Only YOU can prevent invitation glut.

This is a season of parties. Yes, I know that is a complete cliché. But it is also true. You’ve got your office party, other people’s office parties, friends’ holiday parties, friends of friends’ holiday parties. I’ve noticed that people whose birthdays are in December get really aggressive about celebrating their birthdays and often have No It’s Not a Christmas Party Thank You Very Much parties, where they work through their anger about a lifetime of 2-in-1 presents.

Which, you know, cool. I like parties. I’m not a monster. I’ll put on a poufy dress and get tipsy on free drinks. (And by the way, I know that when writing about holiday parties you are contractually obligated to mention drinking too much eggnog, but I have yet to go to a party where actual eggnog was being served. The thing of it is, is that eggnog is actually not really a very good party drink. In my opinion. Who wants to get all full of cream and eggs when that space is needed for booze and cookies?)
Anyway, the point is that December is a time of much socializing. And yet I spent last Saturday at home on the couch, re-watching Serenity, eating fajitas, and drinking martinis. I’ve noticed that this happens every year, right around the 15th or so. The party glut starts to take its toll. Between us, Frank and I had probably three or four different things we could’ve gone to on Saturday. If there had been only one, we likely would’ve ended up going, but rather than do all of them or decide between them, we just decided to fuck it and stay home.

This is not uncommon, and it is, to me, the key paradox of the holiday season: everyone who throws a party knows that there is tons of competition, so in order to have a decent-sized get-together, they cast their net super wide, inviting everyone they’ve ever emailed. Therefore, all people get more invites from random people they don’t care about, and therefore the perceived value of an invitation is driven ever lower. And therefore, you end up on the couch with a blob of guacamole on your sweater. QED.

See, people always talk about party fatigue, or hangover fatigue, or treat bloat, but that is not really what the problem is, I don’t think. It’s that moment where you sit down and go “Okay, so I can go to that guy from my office’s friend’s party, or that girl who so-and-so used to date’s party, or my ex-roommate’s new roommate’s party. What’s it gonna be?” The only smart answer to that question is “How much vodka is left in the freezer?”

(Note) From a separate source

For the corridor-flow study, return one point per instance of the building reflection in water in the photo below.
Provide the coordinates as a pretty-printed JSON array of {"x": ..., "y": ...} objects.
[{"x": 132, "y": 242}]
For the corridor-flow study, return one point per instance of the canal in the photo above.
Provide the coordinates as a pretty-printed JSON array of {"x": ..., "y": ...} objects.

Still, though, there are some people who soldier through the whole thing, going to all the parties and chit-chatting their way through hours of small talk with people they only tangentially know. I salute these people—they have a kind of social stamina that I will never possess. But even they are hurt by the invitation glut. Going to all those parties thrown by people they don’t care about takes away a little piece of their joy at going to the parties they do care about. Plus it probably makes them fat.

So let’s all agree, next year, to stop the glut. If we all pledge to only invite people to our parties that we actually would like to hang out with, then the problem will be solved. Everyone can attend just the right number of holiday parties, and peace will reign in the kingdom. It will take a leap of faith not to put that one dude from your old job that you used to kind of talk to in the break room on the invite list, but stay strong. We can do it. Together, we will make invitation glut a thing of the past. Maybe I should get some ribbons made or something.